For most football prospects, their first scholarship offer is a special one if for no other reason than it is the first sign of a future at the college level. For offensive lineman Trey Smith, his first offer was not just about the future, but also his past.
As a 14-year-old, Smith and his father, Henry, were preparing to go Ole Miss' summer camp in 2014. The two had always traveled together to Alabama’s camp in years past but had never been to another school’s event.
His mother, Dorsetta, had never been to one of his football camps either as she didn’t really understand the game. Henry Smith found his wife packing her bags for this trip, though.
“That was very unusual because she never went to the camps,” Henry said. “But she said she was coming to this one.”
Smith was having an exceptional camp, and despite only being 14 and a freshman in high school, he was competing with upperclassmen.
His mother and father stepped away to grab a snack and quickly heard an Ole Miss coach talking about a 14-year-old kid. They knew immediately it was Trey.
They hurried back to see their son getting praise and attention from the coaching staff, including from head coach Hugh Freeze. After the camp, Freeze invited the family into his office and told them that Ole Miss was offering Trey a scholarship.
That offer was met with some confusion and even a little laughter.
“I played football in college, but I didn’t realize you could offer a 14-year-old kid a scholarship,” Henry said. “Coach Freeze said 'Trey, we want to offer you a scholarship,' and Trey and my wife started laughing out loud. They weren’t laughing in his face, but they thought Coach Freeze was confused about who Trey was.”

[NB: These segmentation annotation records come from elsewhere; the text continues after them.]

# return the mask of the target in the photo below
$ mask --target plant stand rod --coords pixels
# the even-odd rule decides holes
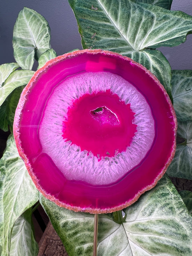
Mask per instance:
[[[93,256],[97,256],[97,233],[98,231],[98,214],[95,213],[94,218]]]

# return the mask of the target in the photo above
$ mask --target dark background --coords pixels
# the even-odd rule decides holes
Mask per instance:
[[[52,47],[58,55],[74,49],[81,49],[76,22],[67,0],[7,0],[0,1],[0,65],[14,62],[12,46],[14,24],[24,6],[42,15],[48,22]],[[192,0],[173,0],[172,10],[192,15]],[[173,47],[160,48],[172,69],[192,69],[192,35],[186,42]]]

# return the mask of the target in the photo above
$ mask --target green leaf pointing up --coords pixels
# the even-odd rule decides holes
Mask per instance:
[[[23,69],[31,70],[35,56],[51,48],[50,28],[47,21],[33,10],[24,7],[14,27],[14,56]]]
[[[134,0],[68,1],[83,49],[108,50],[132,58],[150,70],[171,97],[169,63],[161,53],[148,48],[183,43],[192,30],[192,17]]]
[[[175,46],[192,30],[192,17],[134,0],[69,0],[84,48],[127,52]]]
[[[168,10],[170,10],[171,9],[172,2],[172,0],[138,0],[138,1],[141,3],[157,5]]]
[[[0,161],[0,245],[9,255],[11,234],[19,216],[38,200],[37,189],[19,155],[13,136]]]
[[[69,255],[93,255],[94,215],[39,200]],[[126,210],[121,224],[99,215],[98,256],[192,255],[192,217],[167,175]]]
[[[167,173],[171,177],[192,180],[192,120],[178,121],[177,133],[185,141],[177,145]]]

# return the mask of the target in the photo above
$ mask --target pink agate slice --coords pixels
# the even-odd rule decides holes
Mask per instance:
[[[24,89],[14,132],[37,188],[58,205],[121,210],[153,187],[175,150],[163,86],[132,60],[101,50],[59,56]]]

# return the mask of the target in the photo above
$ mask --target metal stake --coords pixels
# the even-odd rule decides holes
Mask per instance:
[[[95,213],[94,218],[94,233],[93,236],[93,256],[97,256],[97,233],[98,231],[98,214]]]

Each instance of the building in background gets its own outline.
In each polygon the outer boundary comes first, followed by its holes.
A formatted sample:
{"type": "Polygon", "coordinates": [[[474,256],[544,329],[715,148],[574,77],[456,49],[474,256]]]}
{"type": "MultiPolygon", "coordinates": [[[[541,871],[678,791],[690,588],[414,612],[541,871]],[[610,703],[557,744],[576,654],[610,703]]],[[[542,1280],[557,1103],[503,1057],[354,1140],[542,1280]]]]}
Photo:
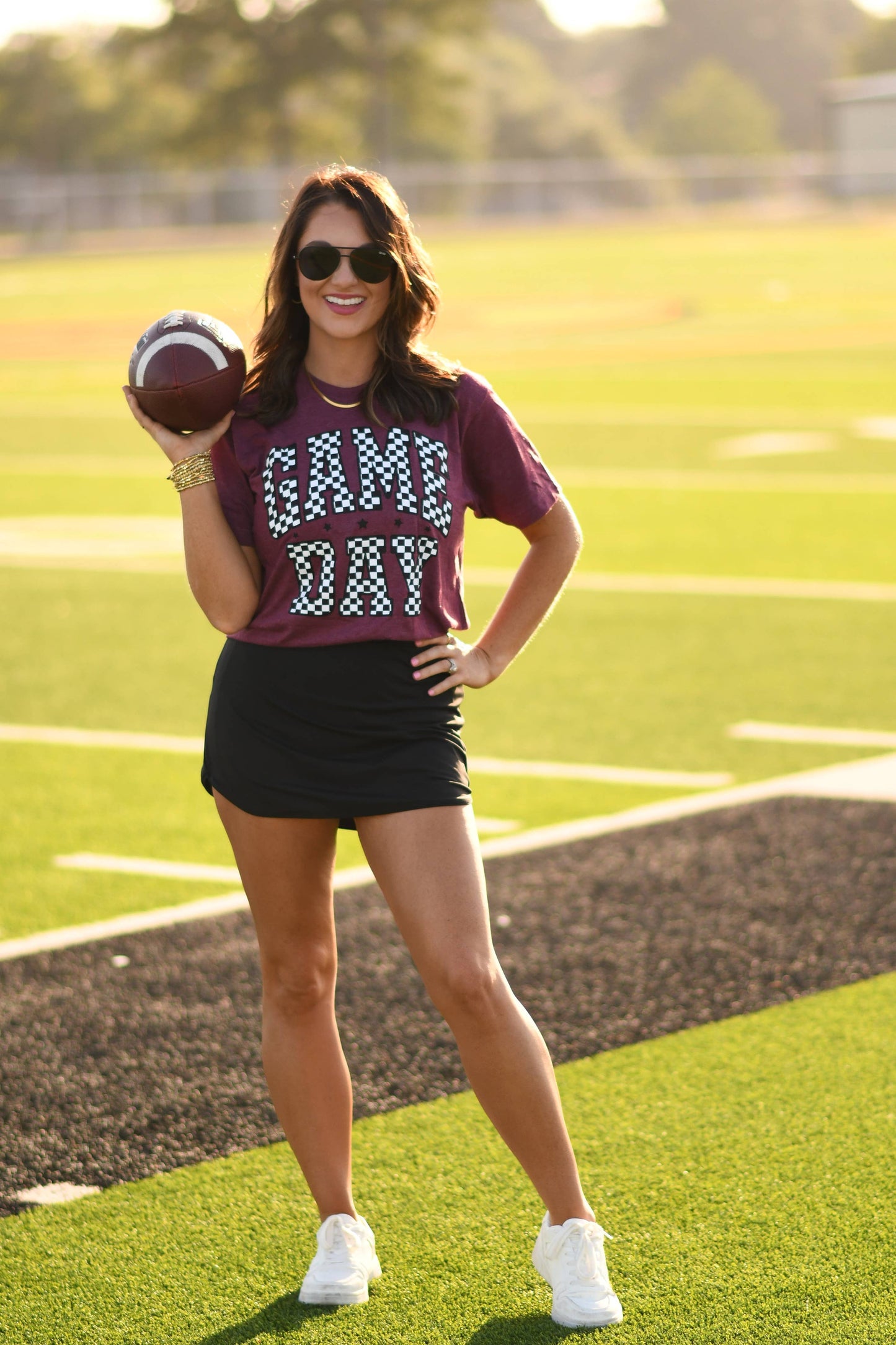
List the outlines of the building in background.
{"type": "Polygon", "coordinates": [[[896,70],[836,79],[829,93],[834,178],[844,196],[896,191],[896,70]]]}

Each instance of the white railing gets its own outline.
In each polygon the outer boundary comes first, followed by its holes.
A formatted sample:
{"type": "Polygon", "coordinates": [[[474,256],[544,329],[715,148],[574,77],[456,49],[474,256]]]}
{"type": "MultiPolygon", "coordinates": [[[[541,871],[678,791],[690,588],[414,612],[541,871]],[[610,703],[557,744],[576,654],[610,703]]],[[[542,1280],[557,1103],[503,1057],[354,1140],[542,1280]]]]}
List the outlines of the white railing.
{"type": "MultiPolygon", "coordinates": [[[[82,230],[274,223],[306,171],[0,169],[0,233],[52,241],[82,230]]],[[[896,152],[392,163],[384,171],[414,215],[600,215],[737,199],[896,195],[896,152]]]]}

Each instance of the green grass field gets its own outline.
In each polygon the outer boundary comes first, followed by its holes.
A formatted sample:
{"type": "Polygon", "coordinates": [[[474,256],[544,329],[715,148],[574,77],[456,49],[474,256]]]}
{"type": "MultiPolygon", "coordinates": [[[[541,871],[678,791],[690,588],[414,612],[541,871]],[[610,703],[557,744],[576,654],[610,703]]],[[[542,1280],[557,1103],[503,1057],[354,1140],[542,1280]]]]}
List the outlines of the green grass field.
{"type": "MultiPolygon", "coordinates": [[[[893,584],[896,441],[857,428],[896,414],[892,234],[887,219],[434,229],[434,342],[493,379],[566,480],[583,570],[893,584]],[[829,441],[717,456],[721,440],[774,430],[829,441]],[[622,471],[645,475],[602,475],[622,471]]],[[[172,307],[249,338],[263,272],[262,247],[0,264],[0,518],[175,516],[165,465],[118,391],[130,346],[172,307]]],[[[469,566],[519,555],[516,534],[470,519],[469,566]]],[[[0,564],[0,721],[201,733],[220,638],[180,576],[0,564]]],[[[498,596],[470,586],[473,629],[498,596]]],[[[858,756],[735,741],[727,728],[896,730],[893,611],[570,592],[519,663],[467,695],[467,745],[737,781],[858,756]]],[[[52,863],[75,850],[231,862],[197,767],[0,742],[0,939],[227,890],[52,863]]],[[[676,792],[473,783],[478,812],[521,827],[676,792]]],[[[340,862],[360,859],[344,837],[340,862]]],[[[562,1068],[588,1190],[618,1235],[627,1321],[614,1338],[893,1338],[895,995],[881,979],[562,1068]]],[[[0,1340],[586,1338],[544,1315],[527,1268],[539,1212],[473,1098],[359,1123],[357,1159],[388,1267],[367,1313],[290,1303],[313,1220],[274,1147],[1,1221],[0,1340]],[[508,1216],[512,1248],[494,1241],[508,1216]]]]}
{"type": "MultiPolygon", "coordinates": [[[[896,1334],[896,976],[557,1071],[614,1235],[619,1345],[896,1334]]],[[[549,1345],[537,1200],[470,1093],[357,1122],[367,1307],[296,1303],[310,1197],[285,1145],[0,1223],[9,1345],[549,1345]]]]}
{"type": "MultiPolygon", "coordinates": [[[[896,443],[856,429],[895,405],[891,233],[879,221],[437,229],[434,340],[494,381],[567,479],[583,570],[893,582],[896,443]],[[720,440],[763,430],[822,432],[829,447],[716,456],[720,440]],[[619,471],[645,475],[602,476],[619,471]],[[650,476],[670,471],[677,488],[650,476]]],[[[249,339],[263,270],[263,247],[3,264],[0,518],[176,516],[161,456],[118,391],[130,343],[176,305],[249,339]]],[[[469,566],[520,554],[519,534],[470,519],[469,566]]],[[[62,562],[0,568],[0,585],[3,721],[201,732],[220,639],[183,578],[62,562]]],[[[469,589],[473,629],[498,596],[469,589]]],[[[819,765],[842,753],[732,742],[727,726],[893,728],[891,632],[883,603],[570,593],[510,672],[467,695],[467,744],[737,780],[819,765]]],[[[227,862],[192,759],[0,744],[0,761],[19,781],[0,835],[0,937],[220,890],[52,868],[71,850],[227,862]]],[[[674,792],[474,785],[484,816],[520,827],[674,792]]],[[[340,862],[360,858],[345,835],[340,862]]]]}

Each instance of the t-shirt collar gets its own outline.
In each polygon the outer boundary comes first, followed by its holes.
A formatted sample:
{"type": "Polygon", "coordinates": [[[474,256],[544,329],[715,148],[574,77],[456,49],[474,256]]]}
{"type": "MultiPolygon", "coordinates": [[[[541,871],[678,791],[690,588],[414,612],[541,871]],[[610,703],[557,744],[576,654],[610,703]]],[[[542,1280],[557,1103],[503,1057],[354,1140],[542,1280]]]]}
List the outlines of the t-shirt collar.
{"type": "MultiPolygon", "coordinates": [[[[301,373],[302,377],[305,378],[305,382],[308,382],[308,370],[305,369],[304,364],[301,373]]],[[[356,383],[352,387],[340,387],[336,383],[325,383],[322,378],[317,377],[317,374],[314,374],[314,383],[317,385],[317,387],[320,387],[322,393],[326,393],[328,397],[332,397],[334,402],[357,402],[360,401],[361,395],[364,394],[364,389],[367,387],[367,383],[356,383]]],[[[309,391],[313,393],[314,389],[310,386],[310,383],[308,386],[309,391]]]]}

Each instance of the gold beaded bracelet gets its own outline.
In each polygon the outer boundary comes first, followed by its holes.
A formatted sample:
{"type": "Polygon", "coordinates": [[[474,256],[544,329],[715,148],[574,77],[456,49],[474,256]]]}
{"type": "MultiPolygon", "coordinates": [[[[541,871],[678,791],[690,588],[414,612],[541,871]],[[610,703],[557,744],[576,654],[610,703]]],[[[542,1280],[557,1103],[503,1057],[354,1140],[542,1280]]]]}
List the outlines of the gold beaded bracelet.
{"type": "Polygon", "coordinates": [[[206,486],[215,480],[215,468],[211,463],[211,449],[204,453],[193,453],[191,457],[181,457],[175,463],[167,480],[169,480],[177,494],[188,491],[191,486],[206,486]]]}

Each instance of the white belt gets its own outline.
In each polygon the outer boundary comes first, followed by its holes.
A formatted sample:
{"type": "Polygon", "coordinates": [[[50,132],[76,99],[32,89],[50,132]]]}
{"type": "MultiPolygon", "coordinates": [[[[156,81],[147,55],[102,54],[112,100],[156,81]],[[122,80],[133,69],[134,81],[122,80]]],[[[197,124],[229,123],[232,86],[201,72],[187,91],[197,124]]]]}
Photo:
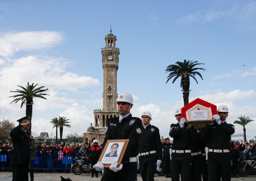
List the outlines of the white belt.
{"type": "Polygon", "coordinates": [[[209,149],[209,151],[210,152],[214,152],[215,153],[227,153],[228,152],[229,152],[229,150],[228,149],[209,149]]]}
{"type": "Polygon", "coordinates": [[[152,153],[156,153],[156,150],[153,150],[152,151],[147,151],[146,152],[143,152],[143,153],[140,153],[139,154],[139,156],[144,156],[144,155],[148,155],[149,154],[152,154],[152,153]]]}
{"type": "Polygon", "coordinates": [[[192,156],[194,156],[195,155],[200,155],[201,154],[201,152],[200,151],[199,151],[198,152],[196,152],[195,153],[191,153],[191,155],[192,156]]]}
{"type": "Polygon", "coordinates": [[[186,150],[175,150],[173,149],[172,152],[177,153],[191,153],[191,150],[190,149],[186,149],[186,150]]]}
{"type": "Polygon", "coordinates": [[[129,162],[137,162],[137,157],[130,157],[129,162]]]}

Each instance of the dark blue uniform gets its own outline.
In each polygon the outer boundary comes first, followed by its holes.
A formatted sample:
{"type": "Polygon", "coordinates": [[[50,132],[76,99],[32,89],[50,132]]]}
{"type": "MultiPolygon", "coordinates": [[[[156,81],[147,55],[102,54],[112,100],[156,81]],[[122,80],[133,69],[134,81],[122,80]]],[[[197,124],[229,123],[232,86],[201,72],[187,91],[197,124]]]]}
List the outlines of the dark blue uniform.
{"type": "Polygon", "coordinates": [[[108,140],[130,140],[121,163],[123,168],[114,172],[105,168],[102,181],[131,181],[137,179],[137,162],[130,162],[130,158],[137,156],[138,154],[139,140],[142,131],[141,120],[132,117],[131,114],[123,118],[119,122],[119,117],[114,117],[109,120],[103,147],[108,140]]]}
{"type": "MultiPolygon", "coordinates": [[[[89,149],[89,153],[91,154],[91,165],[93,166],[97,163],[97,162],[100,158],[100,156],[101,153],[101,149],[100,147],[98,145],[94,145],[91,146],[89,149]]],[[[95,173],[95,176],[98,177],[98,172],[95,170],[92,167],[92,177],[93,177],[95,173]]]]}
{"type": "Polygon", "coordinates": [[[13,181],[28,179],[28,166],[30,160],[31,139],[29,133],[21,129],[19,124],[10,132],[13,149],[11,160],[13,181]]]}
{"type": "Polygon", "coordinates": [[[141,175],[143,181],[154,181],[157,161],[162,160],[162,144],[159,129],[157,127],[149,124],[142,130],[139,146],[141,175]],[[141,155],[143,153],[144,153],[141,155]]]}
{"type": "Polygon", "coordinates": [[[172,144],[169,144],[165,143],[162,144],[163,149],[163,157],[165,164],[165,175],[167,177],[170,176],[170,164],[171,163],[171,159],[170,156],[170,149],[172,147],[172,144]]]}
{"type": "Polygon", "coordinates": [[[220,125],[216,122],[207,125],[200,133],[200,137],[207,143],[208,175],[210,181],[231,180],[231,158],[229,143],[235,127],[225,121],[220,125]]]}
{"type": "Polygon", "coordinates": [[[182,181],[190,180],[192,166],[191,147],[195,141],[196,133],[193,127],[185,125],[180,128],[178,123],[172,124],[169,135],[173,138],[171,155],[170,175],[172,181],[180,181],[180,173],[182,181]]]}

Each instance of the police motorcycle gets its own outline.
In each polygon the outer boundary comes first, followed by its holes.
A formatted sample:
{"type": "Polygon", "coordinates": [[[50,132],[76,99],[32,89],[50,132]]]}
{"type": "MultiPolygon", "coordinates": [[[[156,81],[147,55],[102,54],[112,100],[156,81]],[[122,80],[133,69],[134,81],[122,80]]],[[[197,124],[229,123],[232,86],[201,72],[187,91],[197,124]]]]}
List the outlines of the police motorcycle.
{"type": "Polygon", "coordinates": [[[256,175],[256,155],[246,154],[239,162],[237,166],[237,174],[245,177],[250,172],[256,175]]]}
{"type": "Polygon", "coordinates": [[[74,159],[75,163],[71,168],[71,170],[75,175],[81,175],[83,171],[87,171],[89,175],[91,169],[90,157],[87,155],[86,152],[83,152],[81,151],[82,149],[81,148],[80,149],[76,156],[74,159]]]}

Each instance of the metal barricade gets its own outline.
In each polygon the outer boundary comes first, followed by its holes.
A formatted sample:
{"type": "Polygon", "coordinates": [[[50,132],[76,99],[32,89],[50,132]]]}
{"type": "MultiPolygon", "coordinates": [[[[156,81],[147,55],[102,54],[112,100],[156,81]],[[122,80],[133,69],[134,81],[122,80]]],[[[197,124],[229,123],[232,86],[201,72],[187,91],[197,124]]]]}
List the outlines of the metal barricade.
{"type": "MultiPolygon", "coordinates": [[[[36,171],[43,172],[47,171],[52,172],[63,170],[70,170],[74,164],[74,159],[77,152],[68,152],[55,151],[51,153],[40,151],[36,152],[33,169],[36,171]]],[[[0,169],[9,171],[11,170],[10,166],[12,152],[1,152],[0,154],[0,169]]]]}

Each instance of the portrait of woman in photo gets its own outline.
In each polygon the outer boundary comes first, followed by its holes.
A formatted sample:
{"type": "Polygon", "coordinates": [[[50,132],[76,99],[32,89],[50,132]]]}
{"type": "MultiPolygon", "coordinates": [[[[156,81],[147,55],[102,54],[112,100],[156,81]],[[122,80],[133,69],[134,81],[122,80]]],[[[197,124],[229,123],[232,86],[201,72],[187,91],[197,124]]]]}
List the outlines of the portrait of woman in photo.
{"type": "Polygon", "coordinates": [[[118,143],[114,143],[112,145],[110,148],[109,153],[106,154],[105,157],[117,157],[117,149],[119,146],[118,143]]]}

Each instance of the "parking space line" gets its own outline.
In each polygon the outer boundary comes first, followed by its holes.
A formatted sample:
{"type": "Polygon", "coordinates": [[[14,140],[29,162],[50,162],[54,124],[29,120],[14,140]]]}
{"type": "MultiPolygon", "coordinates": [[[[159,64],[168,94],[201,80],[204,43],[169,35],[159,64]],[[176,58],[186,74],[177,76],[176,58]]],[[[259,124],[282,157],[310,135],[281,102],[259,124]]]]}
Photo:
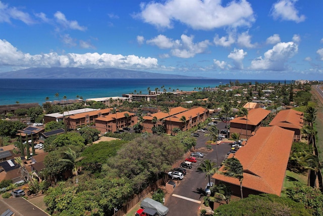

But Freeze wasn't laughing. That image has been burned into Trey’s memory, not just because it was his first offer, but because his mother and father were by his side.
“That was huge for me having her there throughout that part of the process,” Trey said. “I think almost God played in that one, too, because that camp I got my first scholarship offer and she was there present for it.”
She was there at Ole Miss, then at Tennessee when the Vols offered a scholarship later that summer and also at Clemson, where the trip yielded the same result. They took visits to see games during the college football season, and everything seemed to be going well.
After the season, however, his mother fell ill and was hospitalized on December 30 with heart complications. The hospital visit was initially for some tests and observations, but after some setbacks she was transferred to Vanderbilt for more help.
She had been in the hospital for nearly a month before the prognosis started to get any better. On February 9, 2015, her health had gotten so much better that Trey and Henry started to plan a welcome home party.
The planning didn’t last long, though, as the two received shocking news the next day.
“The next morning I went to work, and my sister-in-law kept calling me and said I needed to come back to the hospital,” Henry said. “Sometimes you get that gut feeling that something’s not right, so I went to the hospital and got there and she had already passed away. It was one of the worst days of my life.”
Henry drove back home, knowing he had the daunting task of telling his daughter, Ashley, and son, Trey, that their mother was no longer with them. As a 15-year-old kid, Trey took the news as well as he could, but he was overcome with emotion and fear.
“I remember coming home from school, and I had that gut feeling that something was wrong,” Trey said. “My aunts and cousins picked me up from school, and I went to my uncle’s house. My dad walked in and just collapsed and told me that she had passed away.
“It was a tough time in our lives.”
Henry tried to explain that while she was no longer with them on earth, she was still with them in spirit, that everything she had taught Trey was still with him, and he needed to use that to make her proud.
Over the next few weeks, Smith’s classmates, teammates, coaches, friends and family chipped in where they could. They offered meals, emotional support and a listening ear to a family who was so suddenly torn apart.
Trey and his father eventually took more college visits. Some of the coaches weren’t aware that his mother had passed and would ask where she was, stirring up emotions and memories, a reminder of that image of Trey and his mom laughing at that first offer.
On a return visit to Ole Miss, Freeze offered his condolences to the family and offered any help he was able to give.
As football season approached, Trey was now a junior and the No. 5 ranked football prospect in the country, far from that 14-year-old boy who received his first offer. Henry did his best at making Trey’s life as close to normal as he could, but there were always reminders that crept in.
Sitting in the stands at Trey’s games, choosing the same seats he and his wife had always sat in, Henry worried as Trey would look up and no longer see his mother watching in admiration.
For Smith, football and the recruiting process has given him some of his best memories of his mother, memories that will last a lifetime.
Because she was there for that first offer from Ole Miss and again at Tennessee and Clemson, those three schools will forever hold a strong place in his heart.
“In a way, because those are the schools that she was able to see,” Smith said. “She never really gave me her opinions, but those schools mean a lot. They know a little more of me than the other schools and know my family a little better.”